Re: [PATCH RFC 0/2] Generate device tree node for pci devices

From: Sonal Santan
Date: Fri Oct 07 2022 - 18:45:32 EST


On 10/6/22 08:10, Rob Herring wrote:
On Fri, Sep 30, 2022 at 2:29 PM Sonal Santan <sonal.santan@xxxxxxx> wrote:

On 9/26/22 15:44, Rob Herring wrote:
On Fri, Sep 16, 2022 at 6:15 PM Frank Rowand <frowand.list@xxxxxxxxx> wrote:

On 8/29/22 16:43, Lizhi Hou wrote:
This patch series introduces OF overlay support for PCI devices which
primarily addresses two use cases. First, it provides a data driven method
to describe hardware peripherals that are present in a PCI endpoint and
hence can be accessed by the PCI host. An example device is Xilinx/AMD
Alveo PCIe accelerators. Second, it allows reuse of a OF compatible
driver -- often used in SoC platforms -- in a PCI host based system.

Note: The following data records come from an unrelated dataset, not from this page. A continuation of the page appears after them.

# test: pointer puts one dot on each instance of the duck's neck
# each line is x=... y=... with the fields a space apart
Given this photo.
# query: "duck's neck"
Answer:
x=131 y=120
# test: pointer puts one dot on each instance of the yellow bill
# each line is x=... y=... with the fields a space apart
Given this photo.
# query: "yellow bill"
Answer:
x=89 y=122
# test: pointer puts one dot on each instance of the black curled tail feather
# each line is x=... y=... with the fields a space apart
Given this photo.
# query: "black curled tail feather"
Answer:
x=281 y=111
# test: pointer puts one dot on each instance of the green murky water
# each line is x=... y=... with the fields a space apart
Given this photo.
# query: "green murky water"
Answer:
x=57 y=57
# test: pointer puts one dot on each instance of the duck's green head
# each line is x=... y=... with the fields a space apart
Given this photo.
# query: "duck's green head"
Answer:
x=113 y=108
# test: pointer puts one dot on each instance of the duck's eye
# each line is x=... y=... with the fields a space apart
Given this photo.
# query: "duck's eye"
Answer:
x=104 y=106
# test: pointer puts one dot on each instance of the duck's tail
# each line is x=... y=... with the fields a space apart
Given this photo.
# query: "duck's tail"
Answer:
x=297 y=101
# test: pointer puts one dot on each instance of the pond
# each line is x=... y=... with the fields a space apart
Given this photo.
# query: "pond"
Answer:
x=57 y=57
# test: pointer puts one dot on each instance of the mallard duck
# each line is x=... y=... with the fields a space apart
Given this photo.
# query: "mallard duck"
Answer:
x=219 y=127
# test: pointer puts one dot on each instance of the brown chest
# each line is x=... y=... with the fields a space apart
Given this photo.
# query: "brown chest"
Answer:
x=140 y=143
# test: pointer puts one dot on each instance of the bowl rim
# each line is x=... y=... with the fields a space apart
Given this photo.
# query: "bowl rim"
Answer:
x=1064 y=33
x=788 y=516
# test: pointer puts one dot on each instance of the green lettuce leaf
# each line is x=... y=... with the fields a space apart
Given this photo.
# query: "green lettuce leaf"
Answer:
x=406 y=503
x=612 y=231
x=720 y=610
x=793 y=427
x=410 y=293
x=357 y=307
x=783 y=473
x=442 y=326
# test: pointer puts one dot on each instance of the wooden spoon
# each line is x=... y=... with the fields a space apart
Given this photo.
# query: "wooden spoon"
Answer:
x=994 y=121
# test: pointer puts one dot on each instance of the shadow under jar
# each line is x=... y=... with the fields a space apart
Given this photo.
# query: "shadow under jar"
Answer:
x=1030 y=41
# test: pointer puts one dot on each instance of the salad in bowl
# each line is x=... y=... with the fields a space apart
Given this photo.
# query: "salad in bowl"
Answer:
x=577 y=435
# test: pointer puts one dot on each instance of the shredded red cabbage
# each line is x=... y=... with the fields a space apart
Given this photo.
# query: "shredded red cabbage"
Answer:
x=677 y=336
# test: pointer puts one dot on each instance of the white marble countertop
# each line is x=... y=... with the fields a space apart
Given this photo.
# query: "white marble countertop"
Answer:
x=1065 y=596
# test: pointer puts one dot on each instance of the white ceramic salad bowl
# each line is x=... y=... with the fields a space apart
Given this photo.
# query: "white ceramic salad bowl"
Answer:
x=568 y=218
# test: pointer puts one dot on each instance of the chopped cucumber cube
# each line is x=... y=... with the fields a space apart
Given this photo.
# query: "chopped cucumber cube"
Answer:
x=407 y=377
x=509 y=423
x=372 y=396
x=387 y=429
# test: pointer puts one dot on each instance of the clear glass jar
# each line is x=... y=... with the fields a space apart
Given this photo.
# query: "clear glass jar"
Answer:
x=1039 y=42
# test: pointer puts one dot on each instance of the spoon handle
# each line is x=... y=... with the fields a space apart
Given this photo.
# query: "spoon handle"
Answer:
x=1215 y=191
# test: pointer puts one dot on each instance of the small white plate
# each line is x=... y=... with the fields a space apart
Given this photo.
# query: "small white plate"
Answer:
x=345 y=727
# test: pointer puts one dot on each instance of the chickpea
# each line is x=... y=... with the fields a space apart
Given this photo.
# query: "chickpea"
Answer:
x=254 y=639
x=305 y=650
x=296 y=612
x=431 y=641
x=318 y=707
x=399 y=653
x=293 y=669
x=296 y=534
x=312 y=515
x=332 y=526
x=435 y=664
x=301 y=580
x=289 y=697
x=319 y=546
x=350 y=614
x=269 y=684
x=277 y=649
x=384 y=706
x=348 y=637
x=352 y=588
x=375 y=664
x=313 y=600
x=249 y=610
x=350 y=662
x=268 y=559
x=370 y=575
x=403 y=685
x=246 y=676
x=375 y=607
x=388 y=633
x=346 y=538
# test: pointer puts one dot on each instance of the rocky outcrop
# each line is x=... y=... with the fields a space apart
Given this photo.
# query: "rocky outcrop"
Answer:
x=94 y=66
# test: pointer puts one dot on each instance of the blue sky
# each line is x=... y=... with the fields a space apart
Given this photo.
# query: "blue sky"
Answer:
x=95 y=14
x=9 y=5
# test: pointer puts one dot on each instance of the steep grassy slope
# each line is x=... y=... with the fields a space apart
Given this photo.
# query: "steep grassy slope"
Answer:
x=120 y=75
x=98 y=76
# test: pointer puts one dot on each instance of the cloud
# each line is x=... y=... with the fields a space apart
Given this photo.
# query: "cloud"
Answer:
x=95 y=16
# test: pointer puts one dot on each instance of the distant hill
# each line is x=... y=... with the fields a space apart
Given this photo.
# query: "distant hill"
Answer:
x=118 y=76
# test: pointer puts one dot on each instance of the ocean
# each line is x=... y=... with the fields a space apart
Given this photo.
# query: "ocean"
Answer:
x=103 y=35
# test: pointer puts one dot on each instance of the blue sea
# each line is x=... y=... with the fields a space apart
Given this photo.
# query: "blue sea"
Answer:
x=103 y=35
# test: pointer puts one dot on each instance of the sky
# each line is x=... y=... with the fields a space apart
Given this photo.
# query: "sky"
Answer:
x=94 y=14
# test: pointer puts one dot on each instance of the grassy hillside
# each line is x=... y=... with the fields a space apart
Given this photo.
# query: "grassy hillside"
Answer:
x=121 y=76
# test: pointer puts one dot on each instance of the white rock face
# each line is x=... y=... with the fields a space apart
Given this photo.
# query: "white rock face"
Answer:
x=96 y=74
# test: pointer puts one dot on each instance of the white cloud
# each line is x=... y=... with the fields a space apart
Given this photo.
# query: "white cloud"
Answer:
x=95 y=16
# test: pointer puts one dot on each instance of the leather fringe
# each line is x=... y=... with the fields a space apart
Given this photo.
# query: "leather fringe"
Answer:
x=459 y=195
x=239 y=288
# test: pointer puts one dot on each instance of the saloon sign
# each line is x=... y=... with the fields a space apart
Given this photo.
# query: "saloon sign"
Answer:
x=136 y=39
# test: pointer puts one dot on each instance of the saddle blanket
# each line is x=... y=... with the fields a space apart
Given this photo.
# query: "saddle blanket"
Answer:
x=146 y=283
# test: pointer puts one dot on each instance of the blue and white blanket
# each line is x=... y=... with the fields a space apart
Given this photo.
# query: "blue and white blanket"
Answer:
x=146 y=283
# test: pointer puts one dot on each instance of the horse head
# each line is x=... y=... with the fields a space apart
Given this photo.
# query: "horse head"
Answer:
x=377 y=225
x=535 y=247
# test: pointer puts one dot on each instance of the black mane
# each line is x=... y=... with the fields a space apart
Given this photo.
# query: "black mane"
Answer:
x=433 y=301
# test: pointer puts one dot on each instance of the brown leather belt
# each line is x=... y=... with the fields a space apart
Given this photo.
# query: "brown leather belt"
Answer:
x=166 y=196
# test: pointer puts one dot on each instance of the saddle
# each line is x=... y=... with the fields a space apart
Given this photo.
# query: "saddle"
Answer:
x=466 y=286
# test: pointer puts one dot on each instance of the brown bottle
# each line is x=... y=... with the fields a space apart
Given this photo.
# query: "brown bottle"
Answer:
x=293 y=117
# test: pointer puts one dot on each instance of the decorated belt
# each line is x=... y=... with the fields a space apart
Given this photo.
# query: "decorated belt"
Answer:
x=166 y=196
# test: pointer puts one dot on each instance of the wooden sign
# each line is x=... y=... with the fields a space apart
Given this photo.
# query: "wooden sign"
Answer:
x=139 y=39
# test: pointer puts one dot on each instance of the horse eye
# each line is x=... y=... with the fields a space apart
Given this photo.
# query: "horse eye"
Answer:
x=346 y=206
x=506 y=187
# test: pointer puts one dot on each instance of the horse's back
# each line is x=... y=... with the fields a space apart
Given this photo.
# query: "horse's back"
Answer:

An
example device is Microchip LAN9662 Ethernet Controller.

This patch series consolidates previous efforts to define such an
infrastructure:
https://lore.kernel.org/lkml/20220305052304.726050-1-lizhi.hou@xxxxxxxxxx/
https://lore.kernel.org/lkml/20220427094502.456111-1-clement.leger@xxxxxxxxxxx/

Normally, the PCI core discovers PCI devices and their BARs using the
PCI enumeration process. However, the process does not provide a way to
discover the hardware peripherals that are present in a PCI device, and
which can be accessed through the PCI BARs. Also, the enumeration process
does not provide a way to associate MSI-X vectors of a PCI device with the
hardware peripherals that are present in the device. PCI device drivers
often use header files to describe the hardware peripherals and their
resources as there is no standard data driven way to do so. This patch> series proposes to use flattened device tree blob to describe the
peripherals in a data driven way.

Based on previous discussion, using
device tree overlay is the best way to unflatten the blob and populate
platform devices.

I still do not agree with this statement. The device tree overlay
implementation is very incomplete and should not be used until it
becomes more complete. No need to debate this right now, but I don't want
to let this go unchallenged.

Then we should remove overlay support. The only way it becomes more
complete is having actual users.

But really, whether this is the right solution to the problem is
independent of the state of kernel overlay support.

If there is no base system device tree on an ACPI based system, then I
am not convinced that a mixed ACPI / device tree implementation is
good architecture.

Most/all of this series is needed for a DT system in which the PCI
devices are not populated in the DT.

I might be more supportive of using a device tree
description of a PCI device in a detached device tree (not linked to
the system device tree, but instead freestanding). Unfortunately the
device tree functions assume a single system devicetree, with no concept
of a freestanding tree (eg, if a NULL device tree node is provided to
a function or macro, it often defaults to the root of the system device
tree). I need to go look at whether the flag OF_DETACHED handles this,
or if it could be leveraged to do so.

Instead of worrying about a theoretical problem, we should see if
there is an actual problem for a user.

I'm not so worried about DT functions themselves, but places which
have 'if ACPI ... else (DT) ...' paths.


Bringing this thread back into focus. Any thoughts on how to move forward?

Reviewers raise concerns/issues and the submitters work to address
them or explain why they aren't an issue. The submitter has to push
things forward. That's how the process works.

We are working on updating the patch set to address the feedback. The design is still based on device tree overlay infrastructure.

As I noted, much of this is needed on a DT system with PCI device not
described in DT. So you could split out any ACPI system support to
avoid that concern for example. Enabling others to exercise these
patches may help too. Perhaps use QEMU to create some imaginary
device.
To verify this patch set, in addition to a x86_64/ACPI based system, we also have an AARCH64/DT QEMU setup where we have attached a physical Alveo device. We haven't run into any ACPI or DTO issues so far.

Perhaps we can introduce this feature in a phased manner where we first enable DT based platforms and then enable ACPI based platforms?

-Sonal

Rob